No, the title isn’t encouraging. But even though Aardman Animations’ Flushed Away (new on DVD) doesn’t reach the heights of demented genius of their stop-motion work with Wallace & Gromit or Chicken Run, it’s still got a goofy inventiveness that puts it in the better half of last year’s bumper crop of CGI films.
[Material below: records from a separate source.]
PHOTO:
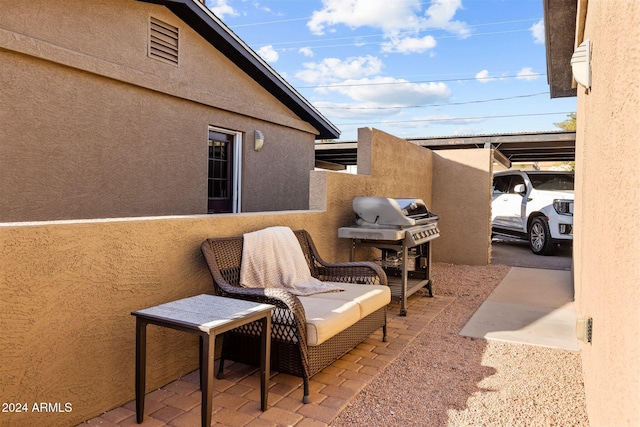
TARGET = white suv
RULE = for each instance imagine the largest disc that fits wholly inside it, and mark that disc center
(533, 205)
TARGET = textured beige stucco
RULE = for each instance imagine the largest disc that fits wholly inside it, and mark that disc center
(68, 288)
(462, 198)
(92, 127)
(606, 236)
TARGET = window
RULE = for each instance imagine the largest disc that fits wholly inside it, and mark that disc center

Roddy (Hugh Jackman) is a pampered pet rat who accidentally gets flushed down into the London sewer system, where he finds a rat colony modeled on the city above. Tower Bridge, Piccadilly Circus and Big Ben are rendered in rubbish and debris from the city itself. The plot revolves around Roddy’s efforts to get home, with complications involving a stolen jewel and a nefarious plot to destroy the city. Roddy teams up with Rita (Kate Winslet), sort of a seafaring Lara Croft, who’s on the bad side of the villainous Toad (Ian McKellen).
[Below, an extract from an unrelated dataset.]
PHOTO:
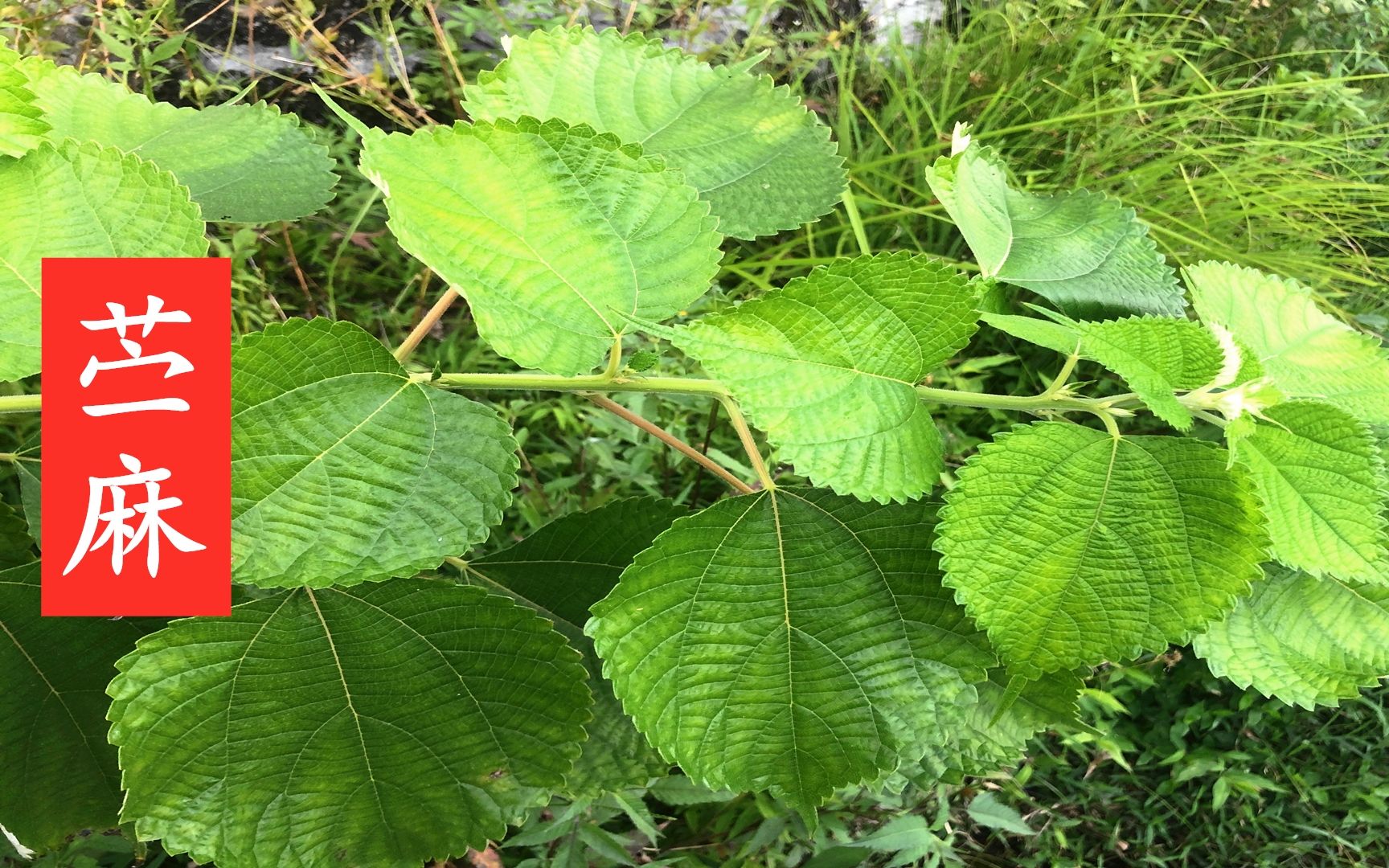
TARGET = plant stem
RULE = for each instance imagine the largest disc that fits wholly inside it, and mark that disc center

After years of cheerfully sending up British stereotypes, Aardman gleefully takes a few pokes at other nationalities, from an overbearing American tourist to the troupe of sneering, surrender-prone French frogs, one of which works mime into a martial-arts routine. Best of all, though, are the sewer slugs, who nearly steal the show with their recurring Greek chorus routine. For all that, Flushed Away settles for a more modest level than Aardman’s previous efforts. That’s still more than good enough to make it one of the better family films of the year.

New this week in an extra-laden two-disc DVD “Platinum Edition,” Disney’s Peter Pan is the definitive Peter Pan for countless children and adults. While it’s neither the best retelling of Barrie’s nursery tale or nor the best Disney cartoon of the era, it’s a decent enough example of both.
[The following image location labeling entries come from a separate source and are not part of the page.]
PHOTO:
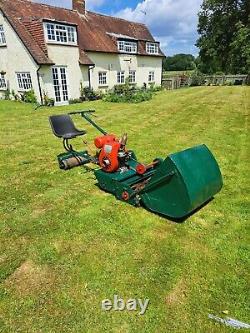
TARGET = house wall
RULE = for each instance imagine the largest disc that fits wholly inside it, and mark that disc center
(113, 63)
(64, 56)
(15, 58)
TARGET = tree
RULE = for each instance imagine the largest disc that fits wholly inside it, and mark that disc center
(223, 25)
(179, 62)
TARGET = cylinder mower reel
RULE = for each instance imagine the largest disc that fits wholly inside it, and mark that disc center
(173, 187)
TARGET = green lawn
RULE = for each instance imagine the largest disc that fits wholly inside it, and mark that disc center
(66, 245)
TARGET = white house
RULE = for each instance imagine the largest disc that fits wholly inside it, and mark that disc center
(55, 51)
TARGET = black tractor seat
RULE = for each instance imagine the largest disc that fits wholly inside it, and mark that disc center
(63, 127)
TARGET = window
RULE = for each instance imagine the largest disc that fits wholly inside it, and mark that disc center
(128, 47)
(3, 84)
(151, 76)
(102, 78)
(24, 81)
(2, 36)
(59, 33)
(152, 48)
(120, 77)
(132, 76)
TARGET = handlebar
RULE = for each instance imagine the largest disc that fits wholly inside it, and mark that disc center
(82, 112)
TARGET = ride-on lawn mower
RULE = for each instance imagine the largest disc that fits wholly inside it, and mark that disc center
(174, 187)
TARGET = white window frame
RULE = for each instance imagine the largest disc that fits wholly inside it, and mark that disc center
(151, 77)
(24, 81)
(132, 76)
(102, 79)
(57, 33)
(121, 77)
(152, 48)
(2, 36)
(127, 46)
(3, 83)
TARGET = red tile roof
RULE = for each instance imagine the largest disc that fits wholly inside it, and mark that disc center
(94, 29)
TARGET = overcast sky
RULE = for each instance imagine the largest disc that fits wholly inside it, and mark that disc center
(172, 22)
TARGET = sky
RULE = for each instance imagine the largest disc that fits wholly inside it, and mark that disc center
(172, 22)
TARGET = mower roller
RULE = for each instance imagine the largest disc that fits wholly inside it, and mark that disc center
(174, 187)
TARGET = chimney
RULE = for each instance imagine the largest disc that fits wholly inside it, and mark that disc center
(79, 5)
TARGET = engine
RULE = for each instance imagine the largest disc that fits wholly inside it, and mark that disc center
(113, 154)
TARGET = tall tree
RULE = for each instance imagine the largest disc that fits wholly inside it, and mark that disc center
(223, 26)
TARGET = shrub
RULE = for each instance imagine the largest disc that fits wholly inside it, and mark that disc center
(7, 94)
(47, 100)
(197, 79)
(128, 94)
(29, 97)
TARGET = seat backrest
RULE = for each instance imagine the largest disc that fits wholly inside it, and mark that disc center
(62, 125)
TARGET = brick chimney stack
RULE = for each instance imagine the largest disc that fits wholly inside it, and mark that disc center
(79, 5)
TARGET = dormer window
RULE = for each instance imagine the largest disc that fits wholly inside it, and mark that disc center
(61, 34)
(127, 46)
(152, 48)
(2, 36)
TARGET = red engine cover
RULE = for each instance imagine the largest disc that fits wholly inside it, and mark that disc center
(108, 157)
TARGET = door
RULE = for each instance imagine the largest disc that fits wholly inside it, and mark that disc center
(60, 83)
Barrie’s whimsical inventions (a St. Bernard for a nursemaid; Peter Pan’s separable shadow) and most magical moments (the Jolly Roger taking flight) work well in an animated context. The tunes are cheerful if not outstanding; “You Can Fly” is probably the most memorable of the bunch. Significant thematically is “Your Mother and Mine,” resonating with Barrie’s theme that Neverland, while a magical place, is also a rather heartless place, for there are no mothers there. (Note how even the pirates, lurking outside the Lost Boys’ hideout waiting to capture them, are affected by Wendy’s ode to motherhood, and Smee weeps uncontrollably over his “Mother” tattoo.)

As MGM did with The Wizard of Oz, this retelling of Peter Pan shifts the story’s magic from the real world to the world of a child’s imagination. Real Pan-atics won’t want to miss the 2000 A&E production starring Cathy Rigby or the magical 1924 silent version, but Disney’s take is still worthwhile on its own terms.